Miller, who surrendered a walk-off home run to Chris Parmelee in Tuesday’s series opener at Target Field, suffered another crushing loss in Thursday’s series finale. Aaron Hicks, who entered the game hitting .167, fought off a 3-2 fastball with two outs in the 10th inning to hand Minnesota a 4-3, walk-off win.
“Andrew Miller has been throwing the ball exceptionally well,” Red Sox manager John Farrell said in defense of his reliever following Thursday’s loss. “He gets the big second out (in the 10th inning) with the strikeout to (Chris) Parmelee, and then in the 3-2 count (against Hicks), he and (catcher) David (Ross) had the meeting at the mound.
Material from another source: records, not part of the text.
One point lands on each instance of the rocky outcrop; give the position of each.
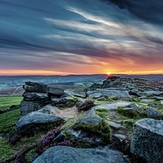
(53, 91)
(35, 87)
(36, 121)
(147, 140)
(30, 106)
(117, 93)
(113, 105)
(67, 154)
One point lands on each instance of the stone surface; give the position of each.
(147, 100)
(73, 93)
(34, 96)
(147, 140)
(90, 119)
(35, 87)
(30, 106)
(109, 93)
(35, 121)
(65, 154)
(153, 93)
(114, 125)
(152, 113)
(53, 91)
(63, 102)
(50, 109)
(112, 106)
(161, 102)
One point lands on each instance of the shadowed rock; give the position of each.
(30, 106)
(35, 121)
(66, 154)
(34, 96)
(147, 140)
(35, 87)
(53, 91)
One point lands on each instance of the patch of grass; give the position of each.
(6, 150)
(8, 120)
(7, 101)
(10, 100)
(102, 129)
(103, 113)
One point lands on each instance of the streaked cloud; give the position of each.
(86, 36)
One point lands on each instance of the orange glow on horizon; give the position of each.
(8, 72)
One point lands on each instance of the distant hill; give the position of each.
(16, 81)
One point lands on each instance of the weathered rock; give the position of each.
(53, 91)
(153, 93)
(147, 140)
(34, 96)
(30, 106)
(35, 121)
(114, 125)
(35, 87)
(71, 92)
(135, 107)
(64, 101)
(50, 109)
(147, 100)
(119, 93)
(88, 104)
(67, 154)
(152, 113)
(161, 102)
(112, 106)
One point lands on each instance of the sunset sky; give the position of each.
(48, 37)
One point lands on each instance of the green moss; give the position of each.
(102, 129)
(133, 113)
(6, 150)
(103, 113)
(70, 103)
(8, 120)
(129, 124)
(7, 101)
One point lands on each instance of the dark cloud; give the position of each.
(39, 34)
(147, 10)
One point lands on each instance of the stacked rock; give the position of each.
(35, 97)
(38, 94)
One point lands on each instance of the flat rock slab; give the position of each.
(73, 93)
(109, 93)
(34, 96)
(35, 87)
(147, 140)
(30, 106)
(35, 121)
(147, 100)
(65, 154)
(64, 113)
(161, 102)
(112, 106)
(53, 91)
(153, 93)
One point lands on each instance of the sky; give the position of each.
(59, 37)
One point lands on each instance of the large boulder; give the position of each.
(67, 154)
(147, 140)
(30, 106)
(35, 121)
(117, 93)
(53, 91)
(35, 87)
(34, 96)
(63, 101)
(89, 129)
(112, 106)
They felt like they could beat (Hicks) with a fastball in, and he fists one into left field for the game-winner.”
Hicks’ game-winning single plated Kurt Suzuki, who doubled with one out in the 10th. The devastating loss dropped the Red Sox back to .500 and spoiled Boston’s impressive ninth-inning rally, which was capped by a clutch, two-out, two-run single by Will Middlebrooks to tie the game at three apiece.
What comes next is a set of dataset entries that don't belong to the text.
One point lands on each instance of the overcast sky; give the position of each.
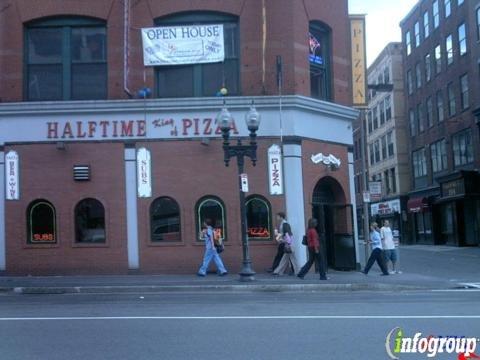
(383, 19)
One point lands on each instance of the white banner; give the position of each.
(189, 44)
(275, 175)
(326, 159)
(144, 173)
(12, 178)
(386, 208)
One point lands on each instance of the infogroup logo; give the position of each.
(397, 343)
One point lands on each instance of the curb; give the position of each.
(207, 288)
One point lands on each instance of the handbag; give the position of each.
(287, 248)
(305, 240)
(219, 248)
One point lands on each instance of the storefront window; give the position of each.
(447, 222)
(41, 222)
(165, 220)
(258, 218)
(211, 208)
(90, 222)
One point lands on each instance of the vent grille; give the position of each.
(81, 173)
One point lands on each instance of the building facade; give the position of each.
(387, 140)
(441, 57)
(109, 166)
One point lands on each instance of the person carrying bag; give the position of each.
(314, 254)
(286, 237)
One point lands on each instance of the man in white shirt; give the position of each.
(388, 244)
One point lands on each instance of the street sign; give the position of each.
(244, 182)
(375, 188)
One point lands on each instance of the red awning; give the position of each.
(417, 204)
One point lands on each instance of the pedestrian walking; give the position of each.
(285, 236)
(314, 251)
(376, 254)
(389, 250)
(210, 251)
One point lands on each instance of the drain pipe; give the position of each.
(126, 46)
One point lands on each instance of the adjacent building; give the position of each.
(441, 54)
(387, 140)
(111, 166)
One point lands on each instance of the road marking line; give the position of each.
(286, 317)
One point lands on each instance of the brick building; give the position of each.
(441, 57)
(387, 139)
(83, 123)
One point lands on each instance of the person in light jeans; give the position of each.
(389, 250)
(284, 234)
(210, 251)
(376, 254)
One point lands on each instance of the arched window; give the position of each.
(41, 223)
(164, 220)
(259, 224)
(211, 208)
(89, 222)
(66, 59)
(207, 79)
(320, 54)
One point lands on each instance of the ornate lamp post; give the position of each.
(240, 151)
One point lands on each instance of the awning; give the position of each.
(417, 204)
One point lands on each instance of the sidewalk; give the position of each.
(424, 267)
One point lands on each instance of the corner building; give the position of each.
(108, 166)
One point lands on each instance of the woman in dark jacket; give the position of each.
(314, 254)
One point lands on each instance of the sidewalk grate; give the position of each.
(469, 285)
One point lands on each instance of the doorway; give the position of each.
(335, 224)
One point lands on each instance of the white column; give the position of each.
(351, 180)
(132, 218)
(295, 209)
(3, 264)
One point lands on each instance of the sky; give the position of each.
(383, 19)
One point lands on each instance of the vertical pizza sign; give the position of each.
(12, 176)
(144, 173)
(275, 175)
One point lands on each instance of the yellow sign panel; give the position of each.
(357, 26)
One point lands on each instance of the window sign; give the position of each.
(41, 223)
(315, 46)
(144, 173)
(12, 178)
(188, 44)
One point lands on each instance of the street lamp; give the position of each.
(240, 151)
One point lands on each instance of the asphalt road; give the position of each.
(324, 325)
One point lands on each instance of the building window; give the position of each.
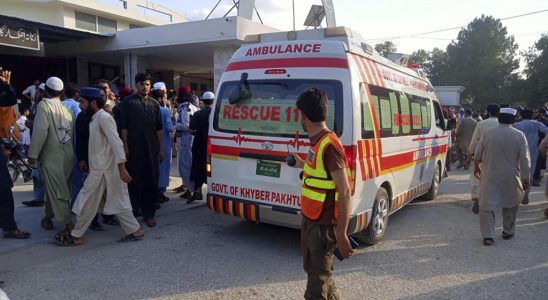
(154, 13)
(94, 23)
(86, 21)
(106, 25)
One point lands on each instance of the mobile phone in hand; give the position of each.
(353, 244)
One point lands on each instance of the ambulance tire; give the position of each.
(434, 186)
(379, 220)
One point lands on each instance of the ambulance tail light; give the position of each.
(275, 71)
(209, 150)
(337, 31)
(350, 152)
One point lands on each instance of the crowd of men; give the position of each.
(101, 152)
(508, 148)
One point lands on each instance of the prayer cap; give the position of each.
(508, 110)
(159, 86)
(184, 89)
(90, 93)
(208, 97)
(124, 91)
(55, 84)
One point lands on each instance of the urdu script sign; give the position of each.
(19, 37)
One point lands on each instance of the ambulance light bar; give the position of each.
(252, 38)
(275, 71)
(338, 31)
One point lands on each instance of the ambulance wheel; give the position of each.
(379, 220)
(434, 186)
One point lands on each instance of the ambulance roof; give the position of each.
(352, 40)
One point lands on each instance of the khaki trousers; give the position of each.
(93, 202)
(487, 221)
(318, 243)
(474, 183)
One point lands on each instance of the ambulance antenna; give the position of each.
(245, 9)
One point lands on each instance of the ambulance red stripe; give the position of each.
(297, 62)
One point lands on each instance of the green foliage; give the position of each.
(537, 72)
(419, 57)
(386, 48)
(482, 59)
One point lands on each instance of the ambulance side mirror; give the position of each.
(241, 92)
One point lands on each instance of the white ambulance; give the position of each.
(386, 115)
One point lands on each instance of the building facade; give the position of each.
(82, 41)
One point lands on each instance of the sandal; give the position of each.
(47, 224)
(109, 220)
(150, 222)
(488, 241)
(506, 236)
(95, 226)
(64, 238)
(130, 238)
(16, 234)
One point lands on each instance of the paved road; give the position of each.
(432, 250)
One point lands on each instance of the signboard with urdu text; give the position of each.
(19, 37)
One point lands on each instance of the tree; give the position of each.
(419, 57)
(434, 64)
(482, 59)
(436, 67)
(537, 71)
(386, 48)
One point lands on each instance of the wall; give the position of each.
(48, 13)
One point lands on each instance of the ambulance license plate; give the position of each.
(269, 169)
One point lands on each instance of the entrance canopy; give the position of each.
(202, 47)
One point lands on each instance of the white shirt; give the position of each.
(30, 89)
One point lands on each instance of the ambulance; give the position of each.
(386, 115)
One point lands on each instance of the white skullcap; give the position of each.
(159, 86)
(508, 110)
(55, 84)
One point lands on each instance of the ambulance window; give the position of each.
(387, 111)
(367, 119)
(416, 122)
(271, 109)
(425, 111)
(440, 122)
(395, 112)
(405, 117)
(386, 115)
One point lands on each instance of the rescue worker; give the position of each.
(199, 125)
(185, 111)
(325, 197)
(504, 175)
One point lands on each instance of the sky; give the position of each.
(377, 20)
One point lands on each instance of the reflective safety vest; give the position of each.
(316, 182)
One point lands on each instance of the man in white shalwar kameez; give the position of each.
(480, 129)
(504, 175)
(106, 172)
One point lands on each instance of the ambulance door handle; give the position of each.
(262, 156)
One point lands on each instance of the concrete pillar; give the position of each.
(221, 57)
(245, 9)
(329, 13)
(82, 65)
(130, 68)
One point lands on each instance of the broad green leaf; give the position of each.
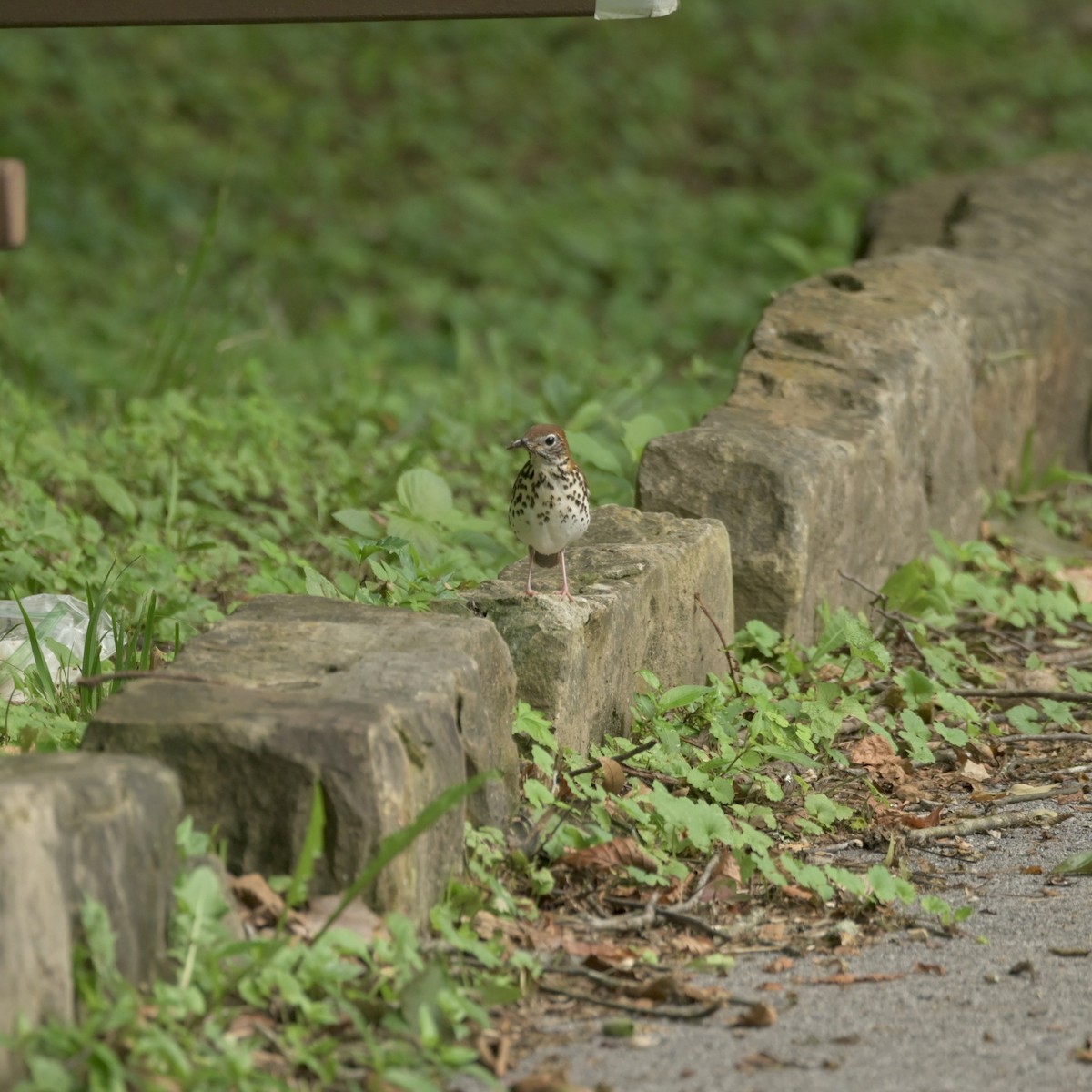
(115, 495)
(359, 522)
(1025, 719)
(588, 449)
(317, 584)
(680, 696)
(425, 494)
(1079, 864)
(401, 840)
(310, 851)
(638, 430)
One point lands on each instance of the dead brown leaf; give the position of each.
(975, 771)
(758, 1060)
(547, 1080)
(263, 905)
(614, 775)
(358, 917)
(920, 823)
(878, 754)
(779, 965)
(607, 857)
(773, 933)
(759, 1015)
(686, 944)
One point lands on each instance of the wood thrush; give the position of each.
(550, 500)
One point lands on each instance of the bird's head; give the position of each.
(546, 442)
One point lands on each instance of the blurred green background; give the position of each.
(288, 283)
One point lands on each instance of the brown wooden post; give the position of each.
(12, 205)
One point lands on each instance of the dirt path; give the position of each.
(995, 1007)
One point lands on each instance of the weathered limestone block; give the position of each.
(383, 709)
(1035, 219)
(634, 576)
(876, 401)
(74, 825)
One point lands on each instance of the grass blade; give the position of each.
(401, 840)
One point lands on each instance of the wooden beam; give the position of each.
(12, 205)
(157, 12)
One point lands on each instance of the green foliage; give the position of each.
(338, 1011)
“We showed again today what we showed in Game 1 of this series — what this team continually shows — and that was a willingness and a relentlessness to the group to fight back to tie things,” Farrell said. “We’re a swing of the bat away from walking out of here with a series win.”
The Red Sox instead head home after dropping two of three to the Twins, who moved to within one game of .500 with Thursday’s thrilling victory. Boston went 3-3 on its six-game road trip, as the Red Sox rebounded from nearly being no-hit by Yu Darvish on Friday to secure two straight wins over the Texas Rangers at Globe Life Park in Arlington before traveling to Minnesota.
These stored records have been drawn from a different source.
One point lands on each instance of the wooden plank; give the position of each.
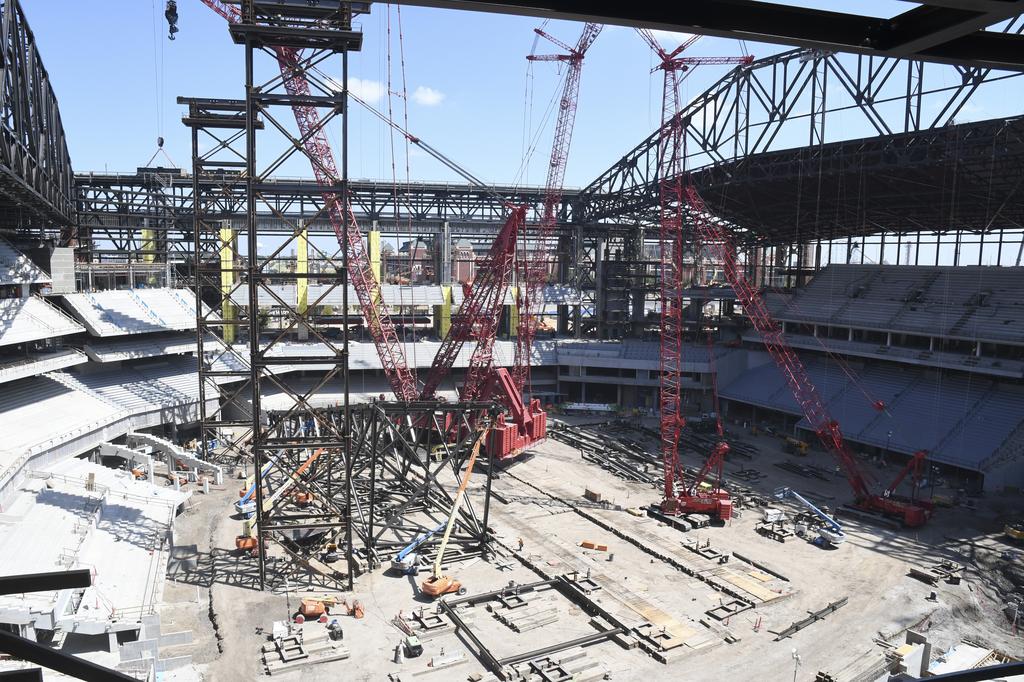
(752, 587)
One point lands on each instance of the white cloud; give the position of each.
(367, 90)
(427, 96)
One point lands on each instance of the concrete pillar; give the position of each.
(513, 312)
(374, 251)
(442, 254)
(601, 286)
(227, 279)
(302, 283)
(148, 243)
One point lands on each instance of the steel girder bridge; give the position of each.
(36, 176)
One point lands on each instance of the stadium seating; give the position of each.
(119, 312)
(963, 302)
(32, 318)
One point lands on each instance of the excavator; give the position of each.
(438, 584)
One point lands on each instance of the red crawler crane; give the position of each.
(477, 321)
(534, 269)
(715, 237)
(382, 330)
(479, 314)
(670, 173)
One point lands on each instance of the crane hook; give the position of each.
(172, 18)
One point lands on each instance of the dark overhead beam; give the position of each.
(751, 19)
(925, 28)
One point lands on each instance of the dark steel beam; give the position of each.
(59, 580)
(751, 19)
(80, 669)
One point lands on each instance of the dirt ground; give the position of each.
(215, 595)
The two walk-off losses in Minnesota definitely sting, especially for Miller, who was forced to exit the mound as the loser in both instances. But they shouldn’t be enough to deter the Red Sox from turning to Miller in high-leverage situations going forward. The left-hander is the Red Sox’s best strikeout reliever outside of closer Koji Uehara, and he even worked a quick and painless ninth inning Thursday before the Twins produced the game-winning run in the 10th with a jam shot into left field.
“It stinks. I feel good out there, but I blew two games,” Miller said. “We lost the series, (and) we lost two games in the series that my name’s attached to, so it stinks.
“I felt pretty good with everything,” Miller added. “I just didn’t make a pitch when I needed to.”
Miller isn’t free of blame. Executing pitches in key spots is the hallmark of a great reliever. But when looking at the big picture, it’s still clear that Miller figures to be an integral part of Boston’s bullpen. Even a couple of painful losses doesn’t change that.